Впрочем, в период первой половины XV века все три названных политических объединения еще не успели достаточно обособиться и представляли единое общественно-политическое образование, в пределах которого происходила постоянная борьба за власть между отдельными правящими группами.
В такой же мере тревожной была в этот период обстановка и в северо-западных районах Золотой Орды, центрами которой были в то время города Казань и Астрахань.
Этнический состав вновь образовавшихся улусов-государств был более или менее однороден. В состав как ногайцев, так и узбеков входили в большинстве случаев части одних и тех же племен, не имевших особенных существенных различий ни в хозяйственно-бытовом, ни в культурном отношении.

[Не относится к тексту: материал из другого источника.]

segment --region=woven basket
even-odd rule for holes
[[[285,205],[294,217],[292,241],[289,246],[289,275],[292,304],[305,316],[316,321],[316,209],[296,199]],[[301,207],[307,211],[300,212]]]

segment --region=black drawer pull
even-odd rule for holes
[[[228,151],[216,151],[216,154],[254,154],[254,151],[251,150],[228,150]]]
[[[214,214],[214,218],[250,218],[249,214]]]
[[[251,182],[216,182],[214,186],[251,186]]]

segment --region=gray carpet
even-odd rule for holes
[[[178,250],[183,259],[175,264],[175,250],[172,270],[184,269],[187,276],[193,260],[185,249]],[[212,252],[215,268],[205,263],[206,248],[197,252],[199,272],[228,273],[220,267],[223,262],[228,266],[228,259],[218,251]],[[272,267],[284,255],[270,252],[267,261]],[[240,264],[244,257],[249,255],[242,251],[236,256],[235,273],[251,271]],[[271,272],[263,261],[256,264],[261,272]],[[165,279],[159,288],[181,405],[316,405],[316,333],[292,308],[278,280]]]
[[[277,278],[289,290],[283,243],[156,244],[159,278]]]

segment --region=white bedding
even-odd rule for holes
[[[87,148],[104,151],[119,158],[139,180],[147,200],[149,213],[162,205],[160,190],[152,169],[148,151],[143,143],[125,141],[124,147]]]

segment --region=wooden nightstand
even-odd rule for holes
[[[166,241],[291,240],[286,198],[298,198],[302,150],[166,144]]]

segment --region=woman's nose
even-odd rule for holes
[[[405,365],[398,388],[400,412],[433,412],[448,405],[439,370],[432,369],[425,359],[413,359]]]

К числу таких раздробившихся на отдельные части племен, вошедших как в состав ногайцев, так и узбеков, относятся, например, кипчаки, кунграты, уйшуны, кенегесы, найманы и другие. В настоящее время еще не установлено, к какому именно времени относится расчленение каждого из указанных здесь племен, однако не подлежит сомнению, что это произошло еще задолго до образования улусов узбекского и ногайского.
Процесс разделения и смешения отдельных тюркских и тюрко-монгольских племен, происходивший непрерывно на протяжении всех средних веков, особенно усилился в период монгольских завоеваний XIII века, с которыми, как известно, связаны массовые перемещения кочевников. В связи с происходившими перемещениями и особенностями военно-административного устройству Монгольской империи многие прежде компактные тюрк-
[26]
ские и монгольские племена раздробились на отдельные части, ничем, кроме общего племенного названия, не «связанные друг с другом. Каждая из этих разрозненных частей начинала вести самостоятельную жизнь, входя в самые разнообразные отношения с окружающими ее чужими племенами.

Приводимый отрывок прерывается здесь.